You are reading the thoughts of one who has kept them mostly out of the public venue. By virtue of the concept, blogs seem narcissistic so you can expect a lot of personal pronouns to show up.

I don't like being pigeonholed, though many have called me a conservative. I agree with much of what is often considered conservative views, but I do tend to occasionally differ on this view point. I have also been termed opinionated. Well, please remember this is my view, and I consider my view valid until convinced otherwise. That doesn't necessarily make it right; it simply makes it my view.

Please feel free to leave a comment.

NOTE: The posts in this blog are duplicates of the column I write for the Perris City News and Sentinel Weekly.

All right, let's get started. You are about to read neither the rantings of a madman nor the reflections of a genius. Perhaps somewhere in between:

December 19, 2013

Living the Fairy Tale

Fairy tales are created as nonsensical stories meant mainly to entertain children. Here is an adult fairy tale:

Once upon a time, a young drug dealer named Jojo ran out of product to push on children at the local Middle School. He was very depressed because the US Border Patrol had seized a shipment of cocaine the cartel had meant for him. He was distraught and feared he might have to resort to running a chop-shop or prostitution ring if he couldn’t get enough dope to sell to kids.

The Department of Homeland Security decided it would be more compassionate to give Jojo the shipment they confiscated at the border. After all, they had already arrested the drug mule that tried to bring it in. Jojo was so grateful he wrote a personal note of thanks to President Obama, and the children at the Middle School lived high ever after.

Okay, I said it was a fairy tale. The entire story premise is absurd. Why would anyone in our government want to forward the interdicted package confiscated from smugglers to the intended criminal recipient? That is precisely what Texas US District Judge Andrew S. Hansen thought when he discovered a DHS policy regarding smuggled children of illegal immigrants (see http://www.foxnews.com/politics/2013/12/19/judge-claims-dhs-parents-smuggle/).

Is this a great country or what? The people running the US Border Patrol and responsible for securing our borders are in fact complicit in breaking the very law they are charged with enforcing. Talk about the fox guarding the hen house …

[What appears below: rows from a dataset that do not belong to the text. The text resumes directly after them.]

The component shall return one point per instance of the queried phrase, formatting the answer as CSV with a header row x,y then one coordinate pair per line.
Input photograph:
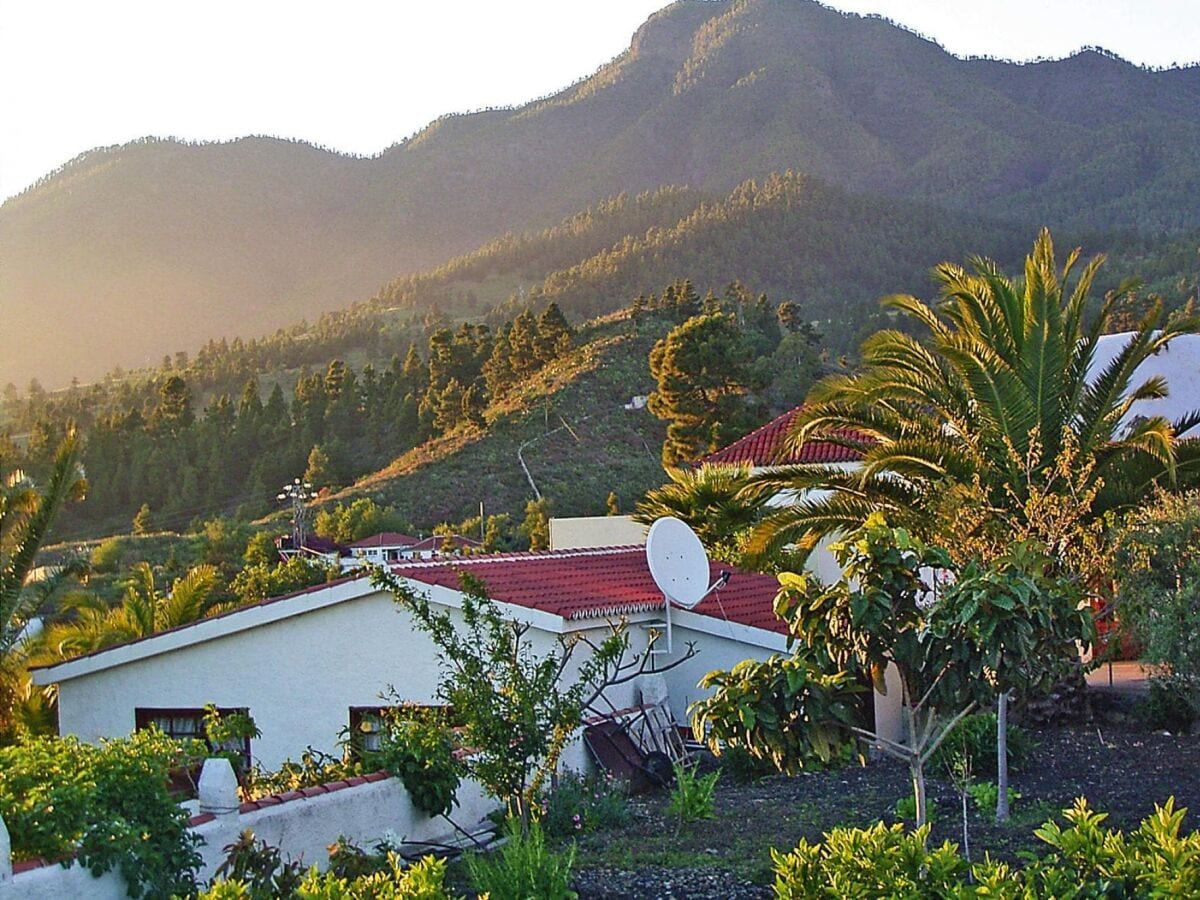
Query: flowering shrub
x,y
106,804
585,803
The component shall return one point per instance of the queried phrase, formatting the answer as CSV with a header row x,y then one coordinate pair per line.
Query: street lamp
x,y
298,492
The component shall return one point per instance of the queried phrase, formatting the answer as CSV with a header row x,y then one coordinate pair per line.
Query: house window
x,y
367,724
189,725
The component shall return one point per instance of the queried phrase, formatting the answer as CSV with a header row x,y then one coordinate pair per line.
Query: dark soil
x,y
1120,771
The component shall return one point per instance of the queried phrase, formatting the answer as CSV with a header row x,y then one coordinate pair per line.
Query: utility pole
x,y
298,492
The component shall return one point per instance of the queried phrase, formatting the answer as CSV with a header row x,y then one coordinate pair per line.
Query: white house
x,y
306,665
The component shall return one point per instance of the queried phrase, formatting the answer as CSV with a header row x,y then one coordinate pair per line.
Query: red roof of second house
x,y
598,583
763,447
385,539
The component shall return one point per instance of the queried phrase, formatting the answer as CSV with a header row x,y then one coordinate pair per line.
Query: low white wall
x,y
301,826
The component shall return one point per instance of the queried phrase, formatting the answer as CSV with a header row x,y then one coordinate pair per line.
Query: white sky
x,y
361,75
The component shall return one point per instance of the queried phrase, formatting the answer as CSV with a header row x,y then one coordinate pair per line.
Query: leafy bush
x,y
582,803
313,768
255,870
743,766
881,861
694,796
1085,859
1168,707
523,868
421,755
107,804
973,741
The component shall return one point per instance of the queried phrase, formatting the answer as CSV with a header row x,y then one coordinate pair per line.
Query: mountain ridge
x,y
160,246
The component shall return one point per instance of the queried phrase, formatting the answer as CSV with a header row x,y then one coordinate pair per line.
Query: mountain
x,y
135,251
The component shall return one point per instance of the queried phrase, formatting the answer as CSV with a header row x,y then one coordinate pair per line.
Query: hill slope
x,y
145,249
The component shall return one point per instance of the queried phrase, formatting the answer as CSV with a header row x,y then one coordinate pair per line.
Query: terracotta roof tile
x,y
597,583
762,447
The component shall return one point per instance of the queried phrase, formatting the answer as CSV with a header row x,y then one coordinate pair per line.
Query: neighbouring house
x,y
762,450
379,550
310,665
313,547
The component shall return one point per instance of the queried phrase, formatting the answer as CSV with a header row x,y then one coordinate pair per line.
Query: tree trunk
x,y
918,786
1002,759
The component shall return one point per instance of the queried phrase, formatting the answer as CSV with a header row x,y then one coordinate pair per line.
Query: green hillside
x,y
157,246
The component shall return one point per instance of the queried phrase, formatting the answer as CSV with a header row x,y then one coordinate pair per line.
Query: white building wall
x,y
298,676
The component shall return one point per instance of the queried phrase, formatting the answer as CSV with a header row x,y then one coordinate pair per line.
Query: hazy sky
x,y
360,75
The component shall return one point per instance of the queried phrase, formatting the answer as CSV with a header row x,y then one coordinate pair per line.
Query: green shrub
x,y
1168,707
523,868
107,804
744,767
421,755
876,862
694,796
1085,861
582,803
975,738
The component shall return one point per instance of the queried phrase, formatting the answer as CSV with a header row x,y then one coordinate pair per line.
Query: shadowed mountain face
x,y
136,251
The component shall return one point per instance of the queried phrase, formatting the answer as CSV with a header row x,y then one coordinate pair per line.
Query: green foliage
x,y
363,517
1169,706
259,582
421,755
107,556
535,526
107,804
973,741
1158,599
694,796
585,803
785,711
523,868
975,420
703,382
1084,861
313,768
714,501
253,870
517,713
876,862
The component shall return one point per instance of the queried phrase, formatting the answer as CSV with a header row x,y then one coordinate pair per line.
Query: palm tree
x,y
990,402
994,424
25,517
713,499
144,611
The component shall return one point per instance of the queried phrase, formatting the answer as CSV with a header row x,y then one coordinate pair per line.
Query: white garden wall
x,y
303,825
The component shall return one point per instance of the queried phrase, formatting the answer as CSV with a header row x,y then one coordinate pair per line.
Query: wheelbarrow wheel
x,y
657,771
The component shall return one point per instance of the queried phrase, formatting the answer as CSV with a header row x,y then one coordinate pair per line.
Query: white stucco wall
x,y
298,676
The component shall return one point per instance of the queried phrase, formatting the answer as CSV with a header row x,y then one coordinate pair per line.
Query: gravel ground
x,y
1121,771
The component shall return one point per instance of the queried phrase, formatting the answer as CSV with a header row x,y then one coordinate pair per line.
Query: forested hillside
x,y
137,251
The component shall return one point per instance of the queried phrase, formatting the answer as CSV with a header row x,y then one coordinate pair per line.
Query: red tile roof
x,y
387,539
598,583
762,447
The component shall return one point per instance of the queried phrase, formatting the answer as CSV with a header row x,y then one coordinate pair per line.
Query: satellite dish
x,y
678,562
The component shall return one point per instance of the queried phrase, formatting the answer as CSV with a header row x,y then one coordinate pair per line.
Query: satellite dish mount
x,y
679,568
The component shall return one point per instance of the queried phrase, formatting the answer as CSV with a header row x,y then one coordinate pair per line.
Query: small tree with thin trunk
x,y
954,645
520,708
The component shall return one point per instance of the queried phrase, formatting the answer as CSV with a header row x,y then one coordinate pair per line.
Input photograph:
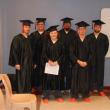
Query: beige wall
x,y
1,49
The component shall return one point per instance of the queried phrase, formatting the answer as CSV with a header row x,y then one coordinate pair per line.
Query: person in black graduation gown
x,y
81,56
21,58
53,54
100,44
37,39
67,35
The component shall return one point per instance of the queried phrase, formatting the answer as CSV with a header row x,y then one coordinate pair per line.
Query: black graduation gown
x,y
80,77
55,52
37,40
20,53
100,47
67,39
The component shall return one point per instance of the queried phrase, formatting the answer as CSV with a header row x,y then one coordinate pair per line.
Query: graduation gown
x,y
37,40
80,75
100,47
55,52
20,53
67,39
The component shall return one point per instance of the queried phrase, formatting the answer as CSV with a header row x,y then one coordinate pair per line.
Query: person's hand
x,y
35,66
85,64
17,67
51,63
81,63
55,63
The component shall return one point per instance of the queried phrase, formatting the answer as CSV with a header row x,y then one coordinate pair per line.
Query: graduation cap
x,y
26,22
52,28
82,24
67,20
40,20
98,22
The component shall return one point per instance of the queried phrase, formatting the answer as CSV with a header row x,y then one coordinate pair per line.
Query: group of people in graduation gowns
x,y
80,58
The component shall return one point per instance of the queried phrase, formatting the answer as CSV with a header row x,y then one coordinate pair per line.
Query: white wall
x,y
1,48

We have people who are living in the country illegally now paying smugglers to bring their children across the border. When the Border Patrol catches them entering illegally, they reward the parents by dropping the kids on their doorstep. Apparently, two wrongs do make a right!

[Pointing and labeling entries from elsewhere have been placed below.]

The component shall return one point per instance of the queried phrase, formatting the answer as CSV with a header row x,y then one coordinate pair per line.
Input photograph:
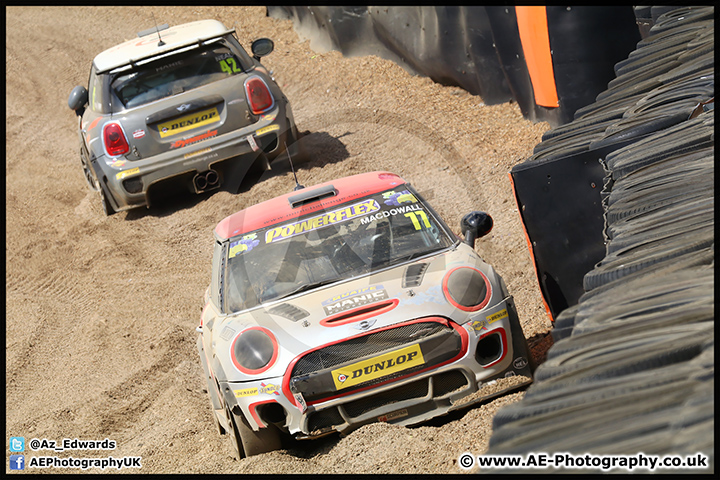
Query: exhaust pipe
x,y
206,180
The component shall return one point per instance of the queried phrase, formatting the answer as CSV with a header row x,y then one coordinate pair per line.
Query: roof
x,y
279,209
147,46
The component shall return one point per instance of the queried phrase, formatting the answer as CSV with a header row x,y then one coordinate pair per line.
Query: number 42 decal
x,y
416,223
229,66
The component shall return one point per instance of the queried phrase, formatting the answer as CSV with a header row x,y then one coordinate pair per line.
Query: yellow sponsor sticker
x,y
246,392
267,129
188,122
127,173
336,216
497,316
376,367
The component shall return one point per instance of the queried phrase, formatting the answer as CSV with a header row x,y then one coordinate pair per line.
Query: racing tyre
x,y
247,442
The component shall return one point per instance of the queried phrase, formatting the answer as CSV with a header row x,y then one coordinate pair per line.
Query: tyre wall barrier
x,y
547,59
632,367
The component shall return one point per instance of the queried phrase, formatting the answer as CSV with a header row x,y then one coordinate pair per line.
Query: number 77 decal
x,y
413,216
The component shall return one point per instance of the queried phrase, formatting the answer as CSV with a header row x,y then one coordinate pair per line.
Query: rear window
x,y
175,74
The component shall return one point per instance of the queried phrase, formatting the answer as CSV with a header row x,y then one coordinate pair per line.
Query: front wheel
x,y
247,442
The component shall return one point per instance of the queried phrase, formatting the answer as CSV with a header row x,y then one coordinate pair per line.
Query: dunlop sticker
x,y
376,367
188,122
329,218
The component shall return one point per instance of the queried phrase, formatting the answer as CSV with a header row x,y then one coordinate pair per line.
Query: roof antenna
x,y
297,184
160,43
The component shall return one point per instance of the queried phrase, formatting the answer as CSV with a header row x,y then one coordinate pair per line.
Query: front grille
x,y
291,312
358,347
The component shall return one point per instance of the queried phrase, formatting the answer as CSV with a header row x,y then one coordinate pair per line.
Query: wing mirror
x,y
475,225
262,47
78,99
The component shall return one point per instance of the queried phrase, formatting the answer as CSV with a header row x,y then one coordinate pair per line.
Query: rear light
x,y
467,288
259,97
254,350
114,139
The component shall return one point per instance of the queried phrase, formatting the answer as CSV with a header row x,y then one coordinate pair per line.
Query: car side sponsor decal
x,y
393,415
188,122
127,173
329,218
196,153
376,367
197,138
359,300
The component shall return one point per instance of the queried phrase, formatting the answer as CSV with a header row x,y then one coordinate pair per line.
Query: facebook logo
x,y
17,462
17,444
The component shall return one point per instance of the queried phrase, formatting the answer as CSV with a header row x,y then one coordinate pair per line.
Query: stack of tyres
x,y
632,367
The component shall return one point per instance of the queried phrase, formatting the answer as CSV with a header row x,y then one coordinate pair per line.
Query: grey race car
x,y
348,303
179,108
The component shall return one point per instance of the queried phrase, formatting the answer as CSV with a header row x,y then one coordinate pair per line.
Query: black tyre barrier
x,y
632,366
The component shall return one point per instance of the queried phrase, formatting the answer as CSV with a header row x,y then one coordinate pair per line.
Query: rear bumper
x,y
231,155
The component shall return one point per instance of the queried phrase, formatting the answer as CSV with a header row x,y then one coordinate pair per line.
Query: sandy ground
x,y
101,312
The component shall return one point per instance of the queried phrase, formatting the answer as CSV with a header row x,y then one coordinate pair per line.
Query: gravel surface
x,y
101,312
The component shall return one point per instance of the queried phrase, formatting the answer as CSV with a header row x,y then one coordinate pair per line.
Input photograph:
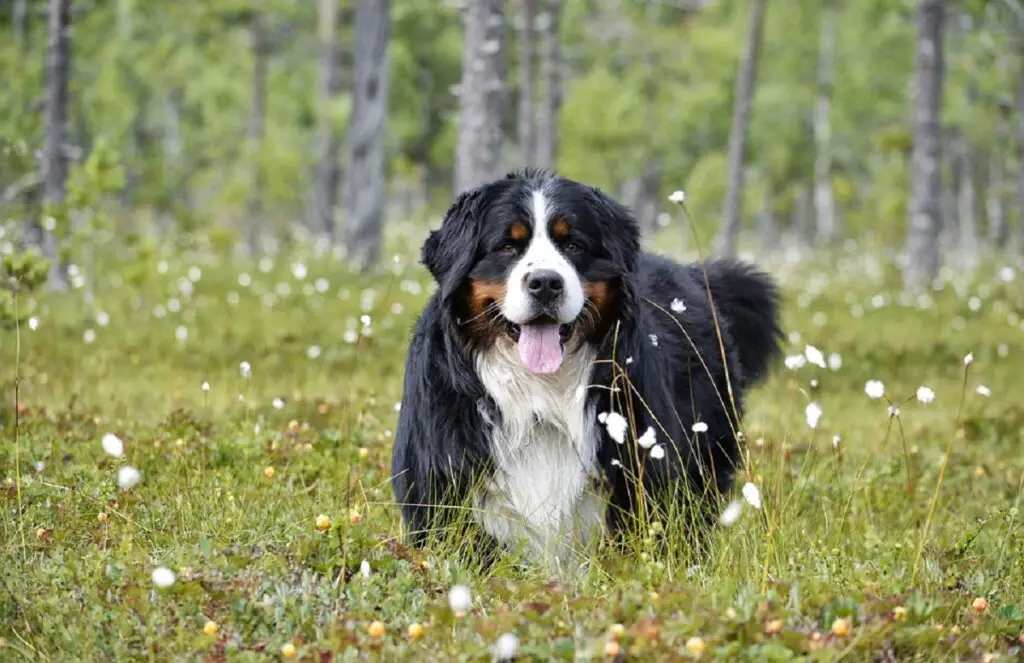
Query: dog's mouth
x,y
541,342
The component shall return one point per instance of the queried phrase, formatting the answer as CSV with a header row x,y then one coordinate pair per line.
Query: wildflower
x,y
128,477
731,512
615,423
647,440
814,356
752,495
696,646
163,577
507,647
460,599
813,414
113,445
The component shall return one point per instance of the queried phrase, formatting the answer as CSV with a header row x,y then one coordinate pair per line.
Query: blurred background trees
x,y
796,125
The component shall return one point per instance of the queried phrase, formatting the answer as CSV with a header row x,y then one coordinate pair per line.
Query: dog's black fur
x,y
441,446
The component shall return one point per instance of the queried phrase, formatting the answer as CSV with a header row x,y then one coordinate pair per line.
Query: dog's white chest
x,y
545,456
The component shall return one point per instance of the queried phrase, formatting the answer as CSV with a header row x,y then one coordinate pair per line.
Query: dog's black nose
x,y
545,285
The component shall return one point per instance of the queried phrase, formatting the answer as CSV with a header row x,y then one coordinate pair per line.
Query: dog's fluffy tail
x,y
750,302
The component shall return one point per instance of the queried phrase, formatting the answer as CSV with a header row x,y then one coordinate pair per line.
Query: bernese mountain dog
x,y
560,378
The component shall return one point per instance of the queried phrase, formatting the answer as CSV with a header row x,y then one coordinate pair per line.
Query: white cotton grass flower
x,y
460,598
507,647
752,494
615,424
113,445
731,512
814,356
813,414
128,478
163,577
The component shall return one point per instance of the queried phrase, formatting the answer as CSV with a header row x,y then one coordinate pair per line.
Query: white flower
x,y
647,440
752,495
814,356
615,423
163,577
813,413
113,445
507,647
731,512
128,477
794,362
460,598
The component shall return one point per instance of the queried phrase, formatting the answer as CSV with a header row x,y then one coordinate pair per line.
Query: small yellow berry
x,y
696,646
841,627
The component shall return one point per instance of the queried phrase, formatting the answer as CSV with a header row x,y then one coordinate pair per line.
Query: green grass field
x,y
878,546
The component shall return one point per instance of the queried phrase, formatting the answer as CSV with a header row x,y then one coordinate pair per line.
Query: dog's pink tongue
x,y
540,347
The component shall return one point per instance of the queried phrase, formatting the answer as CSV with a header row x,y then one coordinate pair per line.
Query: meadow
x,y
256,401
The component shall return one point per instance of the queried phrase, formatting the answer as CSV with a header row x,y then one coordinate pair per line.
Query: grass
x,y
875,547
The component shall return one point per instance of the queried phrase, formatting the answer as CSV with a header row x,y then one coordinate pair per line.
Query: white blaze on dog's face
x,y
544,294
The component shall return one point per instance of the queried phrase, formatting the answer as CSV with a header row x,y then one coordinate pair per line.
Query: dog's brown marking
x,y
560,230
519,232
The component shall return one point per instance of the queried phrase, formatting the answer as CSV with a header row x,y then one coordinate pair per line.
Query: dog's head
x,y
536,260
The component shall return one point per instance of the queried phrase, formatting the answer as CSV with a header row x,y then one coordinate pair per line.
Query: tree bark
x,y
53,171
527,56
922,252
327,176
824,201
367,165
481,94
745,81
551,73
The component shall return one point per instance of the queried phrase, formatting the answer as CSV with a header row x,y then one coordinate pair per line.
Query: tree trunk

So now, we have a whole family of people living illegally in the country. Isn’t that heartwarming? Now the children can go to American schools and are now eligible for education under the Dream Act. In California and several other states, they can get drivers licenses when they turn 16, and with Obamacare they can now get healthcare under their parents’ insurance.

Their parents can’t legally get a social security card … yet, but they and their children can get disability coverage even though they never paid a dime toward it. If they or their parents can’t find a job, they can go on welfare. And oh, by the way, if the parents are collecting welfare, they now have increased their support from taxpayers by increasing the family size in the US.

Now that Obama has managed to pack critical government offices with liberals, it’s not surprising that the DHS claims this is the “compassionate” thing to do. They claim they are uniting families. But if they deported the parents, as the law requires, the family would be united in their home country. Is that any less compassionate?

All right, I get it. Central America is a dangerous place. The drug cartels are the de facto government in most of those countries. Violence, murder, kidnappings, and crime are a way of life and amount to big business there. It is hard to make an honest living in places like that.

The fact is, though, someone down there is living large. There are big (legitimate) businesses in those countries. Mexico had a higher GDP than Canada last year. With NAFTA the law of the land, many of the products we buy here are manufactured in Central America. If the crime rate and living standard were on par with us, there would be no reason to cross our border illegally. Their governments need to get their act together, oust the drug cartels, execute cartel leaders, eradicate the drug crops, seriously clamp down on corruption, and let the legitimate business environment spread its benefit throughout the land.


If we deport the 22 million illegals now here and keep them from coming back, maybe – just maybe – they might force their own governments to do the right thing. Now that’s compassion bound to last.